According to the agency, in the U.S., about 1 in 1500 babies is born with a neural tube defect. The risk of neural tube defects is much higher in babies born to mothers treated with valproate during the first 12 weeks of pregnancy, with the risk increasing to 1 in 20 babies, the agency said.
According to data from the North American Antiepileptic Drug (NAAED) Pregnancy Registry, the rate of major malformations in babies born to women with epilepsy taking valproate as monotherapy is almost 4 times higher than the rate of major malformations in babies born to women with epilepsy taking a different antiepileptic drug. The NAAED Registry reported a major malformation rate of 10.7% children born to women exposed to an average of 1,000 mg/day of valproic acid monotherapy during pregnancy. Sixteen major malformations occurred in the offspring of 149 women who used valproate during pregnancy, and these malformations included neural tube defects, craniofacial defects, cardiovascular malformations and malformations involving other body systems.

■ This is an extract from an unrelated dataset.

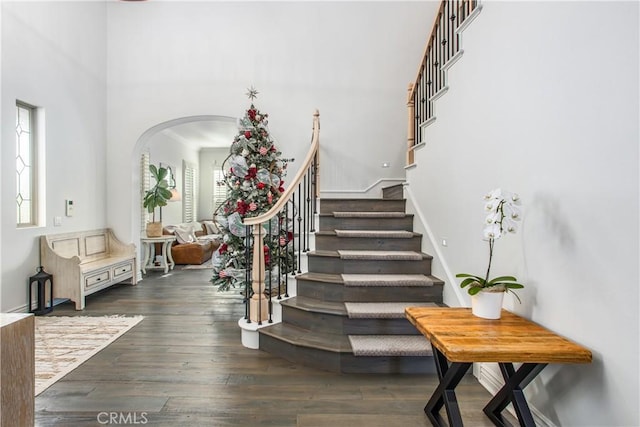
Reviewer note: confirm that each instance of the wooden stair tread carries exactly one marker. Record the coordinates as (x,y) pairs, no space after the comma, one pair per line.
(372,234)
(321,277)
(302,337)
(315,305)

In contrast, the major malformation rate among the internal comparison group of 1,048 women with epilepsy who received any other antiepileptic drug monotherapy during pregnancy was 2.9%, the FDA said.
The FDA said it will be working with the manufacturers of valproate products to address labeling changes. In the meantime, the agency is encouraging women who become pregnant while taking valproate or other antiepileptic drug to enroll in the NAAED Pregnancy Registry by calling the toll-free number 1-888-233-2334. Information on the registry can also be found at the website www.aedpregnancyregistry.org. The NAAED registry gathers information about the effects of antiepileptic drugs during pregnancy.